Texas, with 34 electoral college votes, is a dependable Republican state and is crucial to McCain's chances to be elected president. (This may be embarrassing for Obama but it is not nearly so consequential.)
Libertarian candidate Bob Barr is the only presidential candidate whose name will be on Texas ballot this year, according to the Texas secretary of state. His was the only campaign that fully complied with the law by submitting a sufficient number of petition signatures by the statutory filing deadline.
Richard Winger reports in Ballot Access News:
Since the major parties do not even obey their own rules (Democrats, for example, seated the Florida and Michigan delegations at this year's convention even though both states ostentatiously flouted the party's rules about holding early primaries), they will probably find some compliant judge to allow their candidates on the ballot.
Section 192.031 of the Texas election code says that political parties must certify their presidential and vice-presidential candidates for the November ballot no later than 70 days before the general election. It says, “A political party is entitled to have the names of its nominees for president and vice-president placed on the ballot if before 5 p.m. of the 70th day before presidential election day, the party’s state chair signs and delivers to the secretary of state a written certification of the name’s of the party’s nominees for president and vice-president.”

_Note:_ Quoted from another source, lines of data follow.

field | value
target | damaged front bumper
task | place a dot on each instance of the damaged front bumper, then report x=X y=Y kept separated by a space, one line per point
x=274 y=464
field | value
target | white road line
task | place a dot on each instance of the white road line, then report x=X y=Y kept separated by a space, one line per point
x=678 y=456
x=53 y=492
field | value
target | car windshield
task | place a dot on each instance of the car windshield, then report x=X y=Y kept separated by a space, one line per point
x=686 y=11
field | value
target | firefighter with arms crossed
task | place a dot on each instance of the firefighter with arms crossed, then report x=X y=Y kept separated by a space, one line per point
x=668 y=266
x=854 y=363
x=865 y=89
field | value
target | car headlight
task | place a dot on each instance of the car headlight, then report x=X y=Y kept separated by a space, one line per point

This year, that deadline is August 26. UPDATE: At 2:30 pm Texas time, August 27, Kim Kizer of the Texas Secretary of State’s elections division says neither major party’s certification has been received in the Elections Division. The Executive Office of the Secretary of State refers all questions back to the Elections Division.
This year, neither the Democratic Party nor the Republican Party obeyed this law. See this link to the Secretary of State’s web page showing a blank for the Republicans and Democrats for president. It does show Bob Barr on the ballot; scroll down a little bit. If the Republicans have indeed filed, one wonders who they listed for vice-president, and why their filing is missing from the state web page.
Of course, when a minor party misses a deadline like this, the Democrats and Republicans insist on strict adherence to the law. Republicans and Democrats write the laws, then maneuver themselves into exemption; all others must obey.